À présent, Ahmed multiplie les petits boulots. Il tient tout de même à exercer à mi-temps, le métier de journaliste faisant partie intégrante de son identité. En effet, outre les difficultés liées à l’obtention du statut de réfugié auxquelles doivent faire face les journalistes exilés, il leur est difficile de faire valoriser leur expérience professionnelle en France et d’être pris au sérieux. « Quand tu viens d’Afrique et que t’arrives ici, c’est pas de la radio que tu fais, c’est du tam-tam », s’insurge Soro Solo. Pour lui, ce mépris est le symptôme d’une profonde méconnaissance de l’autre.

« Je n’en reviens pas, je n’avais jamais remarqué que le mur face à l’entrée de la résidence était celui du cimetière du quartier. Comment cela est-il possible ? Nous croyons chez moi qu’à la mort de quelqu’un son double se transforme en lion ou en lionne en fonction du sexe du défunt. La silhouette d’un lion ou d’une lionne terrifie donc tous les habitants du village. Allais-je devenir la proie de tous les lions de Paris ? » (Journal d’un réfugié).

Rester – Le corps étranger

En décidant de rester, se pose inévitablement la question de l’identité. Selon Tcheïta Vital, l’identité est le fruit de plusieurs variables, parmi lesquelles le passé et l’environnement. Elle considère ce dernier comme un fait donné : « il faut t’y faire et t’y intégrer ».

Cela reviendrait au final à une équation simple. En théorie du moins, parce que « quand tu essayes de rentrer dans un corps étranger, il y aura des résistances », explique Soro Solo. Le bagage culturel dont nous sommes empreints, et en fonction duquel nous interprétons les faits qui nous entourent et codifions nos agissements, sont des processus semi-conscients qu’on ne peut prétendre modifier du jour au lendemain. Et les modifier n’est pas la solution ; c’est même une partie du problème. C’est du moins ce que sous-entend Ahmed Kaci quand il accuse la vision essentialiste de l’identité à laquelle il a dû faire face à son arrivée.

Trois chemins différents apportent des points de vue sensiblement disparates sur leur même destination d’arrivée et leur place en son sein.

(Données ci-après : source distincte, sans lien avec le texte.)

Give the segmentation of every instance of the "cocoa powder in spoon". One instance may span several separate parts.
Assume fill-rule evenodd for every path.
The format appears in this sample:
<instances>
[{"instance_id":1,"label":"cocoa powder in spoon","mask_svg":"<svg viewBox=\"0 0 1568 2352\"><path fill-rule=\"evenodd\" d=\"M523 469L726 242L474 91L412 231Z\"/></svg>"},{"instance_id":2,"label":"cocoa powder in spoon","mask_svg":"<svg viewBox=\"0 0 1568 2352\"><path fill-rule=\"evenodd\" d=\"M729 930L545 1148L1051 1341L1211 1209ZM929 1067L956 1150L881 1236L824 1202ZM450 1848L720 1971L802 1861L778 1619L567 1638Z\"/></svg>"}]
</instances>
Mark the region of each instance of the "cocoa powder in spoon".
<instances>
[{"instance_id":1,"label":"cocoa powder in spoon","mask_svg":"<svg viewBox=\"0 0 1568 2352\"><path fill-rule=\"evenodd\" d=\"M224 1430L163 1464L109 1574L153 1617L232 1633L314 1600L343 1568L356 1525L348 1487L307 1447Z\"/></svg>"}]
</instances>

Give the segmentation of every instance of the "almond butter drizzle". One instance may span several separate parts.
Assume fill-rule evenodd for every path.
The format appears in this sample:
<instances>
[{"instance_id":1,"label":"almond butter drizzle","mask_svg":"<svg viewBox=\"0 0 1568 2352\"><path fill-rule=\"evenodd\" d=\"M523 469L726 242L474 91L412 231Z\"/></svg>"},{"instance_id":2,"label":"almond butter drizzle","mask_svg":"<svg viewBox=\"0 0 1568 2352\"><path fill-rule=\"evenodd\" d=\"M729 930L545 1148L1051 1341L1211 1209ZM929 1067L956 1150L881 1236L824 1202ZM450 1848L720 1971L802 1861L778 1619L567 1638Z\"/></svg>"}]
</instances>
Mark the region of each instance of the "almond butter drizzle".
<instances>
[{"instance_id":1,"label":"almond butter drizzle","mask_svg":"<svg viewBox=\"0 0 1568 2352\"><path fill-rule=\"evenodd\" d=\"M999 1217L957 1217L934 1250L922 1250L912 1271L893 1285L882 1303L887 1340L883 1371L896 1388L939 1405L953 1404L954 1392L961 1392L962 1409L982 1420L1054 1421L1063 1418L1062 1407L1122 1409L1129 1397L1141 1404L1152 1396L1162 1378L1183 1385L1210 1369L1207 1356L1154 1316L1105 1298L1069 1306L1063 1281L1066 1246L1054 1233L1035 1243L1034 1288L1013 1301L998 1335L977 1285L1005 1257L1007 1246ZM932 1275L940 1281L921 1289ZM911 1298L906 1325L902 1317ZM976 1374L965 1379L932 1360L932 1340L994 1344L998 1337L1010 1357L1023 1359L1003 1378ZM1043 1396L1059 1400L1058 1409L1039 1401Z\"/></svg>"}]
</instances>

Tous dénoncent néanmoins un jugement face à la misère, provenant d’une méconnaissance profonde de la problématique de la migration forcée et des migrants eux-mêmes.

Au-delà de l’écran

À la fin de la projection, deux journalistes actuellement résidents à la  Maison des Journalistes prennent la parole, tantôt témoignant de difficultés similaires, tantôt nuançant certains propos, notamment ceux tenus sur le service d’immigration français. Sara, documentariste afghane, suit actuellement des artistes exilés en France et la façon dont l’exil a influencé leur art. Outre la barrière de la langue, sa difficulté va être de comprendre la société, chose dont elle dit avoir besoin pour se sentir à l’aise dans son travail. Jibril, originaire de Mauritanie, a quant à lui survécu à plusieurs extraditions, passant par la Tunisie et le Sénégal avant de rejoindre la France. Il travaille à présent par correspondance pour un journal basé à Abu Dhabi, à raison d’un article par mois. Tous deux collaborent à L’Œil de l’Exilé, le journal de la Maison des Journalistes.

Laurène Lepeytre clos la discussion en rappelant que les réfugiés médiatiques écopent d’une double peine : être réfugié et vouloir accéder à une profession bouchée et réservée, en France, à une élite.